A troupe of high-spirited performers bound onstage and solicit goofy suggestions for characters and situations from the audience. Then they improvise short, snappy scenes based on those prompts. The comedy flows from the incongruities and the improvisers’ quick wits.
That’s classic improv, a staple of live comedy in clubs across the country and a training ground for national gigs like SNL. Around here, a hydra-headed beastie called Happier Valley Comedy is delivering improv to eager audiences — while also stretching the boundaries of the form.
Take, for example, “We Made a Thing,” a two-person experiment in pure improv that starts from literally nothing and doesn’t necessarily go for laughs. It’s a free, weekly dive into the unknown with Happier Valley’s founder/director Pam Victor and Scott Braidman, both of them veterans of the improv craft. A couple of Mondays ago, following one of Victor’s improvisation classes at the Northampton Senior Center, I joined some of her students to experience that night’s installment.
For a moment, the two of them just stood there with neutral expressions. Then Victor said, “Thank you,” and after a pause Braidman replied, “It’s the least I could do.” To which Victor retorted, “Yes, it is. The least.”
Meanwhile, two physical attitudes started developing — Braidman humble and diffident, Victor a bit starchy, her arms crossed warily. Gradually, it emerged that they were standing by her mother’s grave, and he had carved the headstone.
As the encounter continued, personal histories came out and a shy flirtation developed. Some of Victor’s lines were snarky, possible openings for comedy, but the trajectory stayed generally low-key. The scene moved to a café, where Braidman briefly doubled as a chatty waiter, and ended with an unresolved parting.
Afterward, Victor insisted that nothing had been pre-planned: “Zilch. Nada. We do not come on with an idea or an intention or a character in mind.”
Braidman chimed in. “We discover who the characters are and what the relationship is by what happens in the first few moments, and then just go moment to moment and see what that character would do in that situation.”
“I’m as surprised as anyone when the show is over and we look back at the people who we’ve been,” Victor added. “I love that sense of wonderment.”
This unpremeditated minimalism is a logical extension of a foundational principle of improvisation: “Yes, and…” Improv works when it’s a collaboration. You don’t contradict what your partner gives you in order to steer the scene in a certain direction, but grab it, whatever it is, and use it.
“Your job is to make each other look good,” Victor had told her class of 15 intermediate-level improvisers earlier that evening. They were taking turns with an exercise called Three-Line Scene, a two-person quickie in which one partner makes up a line, the other responds and the first replies to that cue.
“We use it to practice agreement and acceptance of what their scene partner is offering,” Victor explained. It’s also a doorway into what’s known as longform improv — the no-net experience of improvising without a structure of who/what/where prompts.
Such prompts, though, are still the bread and butter of many of HVC’s public performances. The headline act is the Ha-Ha’s, a five-woman cadre whose monthly shows in Northampton feature straight-up audience-fueled comedy improv, often with guest troupes. They also do longform structures like “Shrink: Where Freud Meets Funny,” which ad-libs two weeks of therapy sessions.
Other offerings include a monthly Happier Family Comedy Show at the Eric Carle Museum, showcasing current students in HVC’s improv-training program, The Zen of Improv. That title itself goes to the roots of the form, which requires mindful presence along with an openness to “Yes, and…”

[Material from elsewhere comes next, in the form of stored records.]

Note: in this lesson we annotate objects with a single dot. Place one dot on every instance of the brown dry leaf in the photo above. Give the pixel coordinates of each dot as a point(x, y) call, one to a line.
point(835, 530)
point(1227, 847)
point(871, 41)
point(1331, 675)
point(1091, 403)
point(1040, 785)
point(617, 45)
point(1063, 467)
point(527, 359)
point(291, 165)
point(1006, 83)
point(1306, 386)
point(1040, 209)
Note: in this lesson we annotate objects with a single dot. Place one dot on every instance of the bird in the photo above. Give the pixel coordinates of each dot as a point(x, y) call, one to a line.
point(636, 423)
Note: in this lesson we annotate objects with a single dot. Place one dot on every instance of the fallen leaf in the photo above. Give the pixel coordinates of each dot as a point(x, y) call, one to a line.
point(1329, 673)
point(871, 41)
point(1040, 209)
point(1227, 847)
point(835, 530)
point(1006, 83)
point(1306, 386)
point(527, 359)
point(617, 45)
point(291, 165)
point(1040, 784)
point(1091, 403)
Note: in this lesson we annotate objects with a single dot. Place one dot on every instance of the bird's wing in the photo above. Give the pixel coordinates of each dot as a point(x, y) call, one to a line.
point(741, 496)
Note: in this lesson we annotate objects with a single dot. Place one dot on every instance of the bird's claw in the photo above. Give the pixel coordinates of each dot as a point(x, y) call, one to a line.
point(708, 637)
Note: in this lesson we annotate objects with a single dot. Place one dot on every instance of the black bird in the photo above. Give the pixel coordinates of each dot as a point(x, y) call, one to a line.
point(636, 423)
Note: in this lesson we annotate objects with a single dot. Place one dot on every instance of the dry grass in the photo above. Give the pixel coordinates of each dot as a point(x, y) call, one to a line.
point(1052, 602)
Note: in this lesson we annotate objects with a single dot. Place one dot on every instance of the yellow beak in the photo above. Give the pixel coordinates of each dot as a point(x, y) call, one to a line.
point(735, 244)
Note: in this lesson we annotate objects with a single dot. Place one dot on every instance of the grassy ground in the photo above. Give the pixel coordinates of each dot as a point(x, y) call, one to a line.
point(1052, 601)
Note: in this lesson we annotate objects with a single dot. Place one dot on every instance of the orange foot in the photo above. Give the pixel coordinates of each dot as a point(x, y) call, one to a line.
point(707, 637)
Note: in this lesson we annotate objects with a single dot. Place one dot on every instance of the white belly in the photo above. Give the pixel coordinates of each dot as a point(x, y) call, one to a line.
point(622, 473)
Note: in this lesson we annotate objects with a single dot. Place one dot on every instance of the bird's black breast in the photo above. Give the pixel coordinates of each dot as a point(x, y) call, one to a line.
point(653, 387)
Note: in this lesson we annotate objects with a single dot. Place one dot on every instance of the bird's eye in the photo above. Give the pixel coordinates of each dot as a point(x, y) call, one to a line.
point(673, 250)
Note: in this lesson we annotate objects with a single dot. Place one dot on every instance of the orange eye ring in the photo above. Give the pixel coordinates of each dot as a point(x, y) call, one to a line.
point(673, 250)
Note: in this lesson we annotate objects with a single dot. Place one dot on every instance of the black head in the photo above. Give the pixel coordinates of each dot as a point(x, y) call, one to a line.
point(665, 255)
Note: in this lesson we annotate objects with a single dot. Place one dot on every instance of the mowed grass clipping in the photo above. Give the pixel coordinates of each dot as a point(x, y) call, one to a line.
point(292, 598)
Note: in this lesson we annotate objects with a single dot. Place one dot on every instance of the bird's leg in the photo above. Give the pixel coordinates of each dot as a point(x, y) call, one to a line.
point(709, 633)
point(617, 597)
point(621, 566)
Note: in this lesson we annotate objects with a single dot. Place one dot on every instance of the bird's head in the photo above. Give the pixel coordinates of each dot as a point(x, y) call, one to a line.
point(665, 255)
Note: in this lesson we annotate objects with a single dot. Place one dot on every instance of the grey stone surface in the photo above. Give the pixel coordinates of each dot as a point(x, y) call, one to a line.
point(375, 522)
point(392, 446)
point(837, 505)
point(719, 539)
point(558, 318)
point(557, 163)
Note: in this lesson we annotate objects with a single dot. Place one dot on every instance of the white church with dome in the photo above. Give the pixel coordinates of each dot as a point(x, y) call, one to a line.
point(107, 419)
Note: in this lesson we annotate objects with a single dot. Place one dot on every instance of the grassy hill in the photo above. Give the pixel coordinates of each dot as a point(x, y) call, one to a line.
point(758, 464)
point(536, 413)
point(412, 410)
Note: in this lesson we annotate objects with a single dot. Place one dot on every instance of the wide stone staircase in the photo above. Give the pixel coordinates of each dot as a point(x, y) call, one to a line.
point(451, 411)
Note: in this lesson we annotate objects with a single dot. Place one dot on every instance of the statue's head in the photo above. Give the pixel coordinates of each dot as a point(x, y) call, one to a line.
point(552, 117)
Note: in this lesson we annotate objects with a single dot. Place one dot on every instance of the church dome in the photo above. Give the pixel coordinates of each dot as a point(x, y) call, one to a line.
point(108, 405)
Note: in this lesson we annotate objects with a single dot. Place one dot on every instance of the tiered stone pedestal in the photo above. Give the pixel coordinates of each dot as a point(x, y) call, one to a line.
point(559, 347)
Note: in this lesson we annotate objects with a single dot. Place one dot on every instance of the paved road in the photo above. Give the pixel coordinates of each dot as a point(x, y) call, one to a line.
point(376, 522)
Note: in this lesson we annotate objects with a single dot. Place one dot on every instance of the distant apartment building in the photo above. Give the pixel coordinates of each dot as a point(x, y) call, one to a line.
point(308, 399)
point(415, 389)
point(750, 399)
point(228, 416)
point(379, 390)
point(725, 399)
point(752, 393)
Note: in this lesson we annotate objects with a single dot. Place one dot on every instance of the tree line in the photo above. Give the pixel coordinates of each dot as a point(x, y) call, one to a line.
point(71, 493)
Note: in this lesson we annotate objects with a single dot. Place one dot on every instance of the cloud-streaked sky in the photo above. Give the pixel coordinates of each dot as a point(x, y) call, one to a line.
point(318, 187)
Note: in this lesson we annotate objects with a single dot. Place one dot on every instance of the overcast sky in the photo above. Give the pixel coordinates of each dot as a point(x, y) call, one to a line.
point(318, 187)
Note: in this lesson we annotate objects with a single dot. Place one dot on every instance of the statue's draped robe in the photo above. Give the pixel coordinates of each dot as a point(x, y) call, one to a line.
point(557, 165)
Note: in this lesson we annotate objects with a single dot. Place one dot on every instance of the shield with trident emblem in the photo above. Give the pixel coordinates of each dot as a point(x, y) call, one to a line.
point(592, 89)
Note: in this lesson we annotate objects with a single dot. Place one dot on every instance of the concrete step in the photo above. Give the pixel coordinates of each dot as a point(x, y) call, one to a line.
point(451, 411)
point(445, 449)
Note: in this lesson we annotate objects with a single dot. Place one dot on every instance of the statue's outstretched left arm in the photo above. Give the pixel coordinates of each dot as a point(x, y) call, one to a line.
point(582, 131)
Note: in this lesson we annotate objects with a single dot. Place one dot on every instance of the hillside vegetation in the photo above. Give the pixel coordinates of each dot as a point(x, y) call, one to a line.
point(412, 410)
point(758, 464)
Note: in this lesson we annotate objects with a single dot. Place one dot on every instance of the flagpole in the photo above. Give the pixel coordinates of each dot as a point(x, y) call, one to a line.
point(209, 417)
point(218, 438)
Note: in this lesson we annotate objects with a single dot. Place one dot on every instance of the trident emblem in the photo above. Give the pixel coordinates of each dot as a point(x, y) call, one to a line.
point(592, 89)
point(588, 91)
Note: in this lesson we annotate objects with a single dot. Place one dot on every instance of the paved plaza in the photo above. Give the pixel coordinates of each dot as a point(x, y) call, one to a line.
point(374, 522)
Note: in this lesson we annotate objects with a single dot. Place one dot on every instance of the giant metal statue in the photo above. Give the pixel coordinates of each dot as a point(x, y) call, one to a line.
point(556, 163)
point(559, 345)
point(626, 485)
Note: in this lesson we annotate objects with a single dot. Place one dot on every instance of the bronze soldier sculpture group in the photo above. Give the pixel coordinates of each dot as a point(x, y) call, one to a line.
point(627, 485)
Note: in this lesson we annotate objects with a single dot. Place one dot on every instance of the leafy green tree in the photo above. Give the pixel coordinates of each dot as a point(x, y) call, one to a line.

The multi-level curriculum runs the gamut from toe-dipping workshops to advanced training. “People have all sorts of reasons for learning improv,” Victor says. “Some people want to do something scary to challenge themselves. Some folks want to learn how to speak more confidently or think on their feet.” Most, she adds, say they do it “because it’s cheaper than therapy.”
Victor has been a professional improviser for 15 years. The ever-growing HVC organization is her brainchild and now her full-time job. Everyone, she emphasizes, gets paid, including performers — a rarity in the field.
She teaches many of the classes herself, in addition to conducting workplace trainings that use improv techniques for professional development. She’s also a member of the Ha-Ha’s and guest-performs with a Boston improv troupe. But the open-ended spontaneity of “We Made a Thing” is where her heart lives these days. “It’s the improvisation I’ve always dreamed of doing.”